TypeScript Implementation

Here's the same pattern using the TypeScript SDK.

// eval-pipeline.ts — TypeScript evaluation pipeline
import Anthropic from "@anthropic-ai/sdk";
 
const client = new Anthropic();
 
interface EvalResult {
  scores: Record<string, { score: number; reasoning: string }>;
  weightedTotal: number;
  maxPossible: number;
  overallFeedback: string;
}
 
async function evaluateOutput(
  input: string,
  output: string,
  rubricPrompt: string,
  model: string = "claude-sonnet-4-6"
): Promise<EvalResult> {
  const response = await client.messages.create({
    model,
    max_tokens: 2000,
    system: `You are an expert LLM output evaluator. Respond in JSON format.`,
    messages: [
      {
        role: "user",
        content: `${rubricPrompt}\n\n## Input\n${input}\n\n## Output\n${output}`,
      },
    ],
  });
 
  const text =
    response.content[0].type === "text" ? response.content[0].text : "";
  const jsonMatch = text.match(/\{[\s\S]*\}/);
  if (!jsonMatch) throw new Error("JSON parse failed");
 
  return JSON.parse(jsonMatch[0]) as EvalResult;
}
 
// Use Batch API for efficient large-scale evaluation
async function batchEvaluate(
  cases: Array<{ input: string; output: string }>,
  rubricPrompt: string
): Promise<EvalResult[]> {
  // Parallel processing with Batch API (50% cost reduction)
  const results = await Promise.all(
    cases.map((c) => evaluateOutput(c.input, c.output, rubricPrompt))
  );
  return results;
}

Summary

Design and implementation of an LLM evaluation pipeline on the Claude API come down to a few interlocking parts.

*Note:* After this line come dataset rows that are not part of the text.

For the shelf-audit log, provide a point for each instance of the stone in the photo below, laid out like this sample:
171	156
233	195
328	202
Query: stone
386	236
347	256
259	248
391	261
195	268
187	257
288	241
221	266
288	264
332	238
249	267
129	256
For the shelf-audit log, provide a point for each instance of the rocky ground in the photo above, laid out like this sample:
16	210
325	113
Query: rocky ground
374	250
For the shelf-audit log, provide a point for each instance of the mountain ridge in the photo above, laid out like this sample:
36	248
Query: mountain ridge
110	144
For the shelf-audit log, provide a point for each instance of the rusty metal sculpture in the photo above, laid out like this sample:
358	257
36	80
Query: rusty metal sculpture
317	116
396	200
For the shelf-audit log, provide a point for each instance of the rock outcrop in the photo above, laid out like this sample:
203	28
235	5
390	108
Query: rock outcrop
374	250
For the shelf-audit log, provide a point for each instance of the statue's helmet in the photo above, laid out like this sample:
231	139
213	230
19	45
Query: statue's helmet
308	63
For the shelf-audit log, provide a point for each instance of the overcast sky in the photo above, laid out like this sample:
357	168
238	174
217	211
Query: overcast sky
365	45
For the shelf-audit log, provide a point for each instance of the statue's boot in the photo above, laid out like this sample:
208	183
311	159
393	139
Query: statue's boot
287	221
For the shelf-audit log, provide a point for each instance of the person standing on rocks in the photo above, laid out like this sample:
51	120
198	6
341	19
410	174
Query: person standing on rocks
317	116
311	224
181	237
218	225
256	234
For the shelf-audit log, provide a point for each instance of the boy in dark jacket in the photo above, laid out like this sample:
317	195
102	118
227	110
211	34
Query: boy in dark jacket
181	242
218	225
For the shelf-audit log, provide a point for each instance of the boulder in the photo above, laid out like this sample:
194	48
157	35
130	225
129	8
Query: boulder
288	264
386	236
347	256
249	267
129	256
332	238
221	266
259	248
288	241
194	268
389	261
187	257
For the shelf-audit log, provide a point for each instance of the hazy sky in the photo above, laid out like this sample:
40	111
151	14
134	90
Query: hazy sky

The Claude-as-Judge pattern, combined with rubric design and consistency techniques, automates quality assessment at a level comparable to human evaluators. The prompt A/B testing framework enables data-driven decision-making based on statistical significance, moving prompt management from "gut feel improvements" to systematic optimization. Regression testing and quality monitoring complete the picture for production quality assurance.

Together, these components form the foundation for systematically managing the quality of Claude API-powered applications. Start with ten cases you already know the right answer to, wire them into CI, and expand only once that loop runs without you.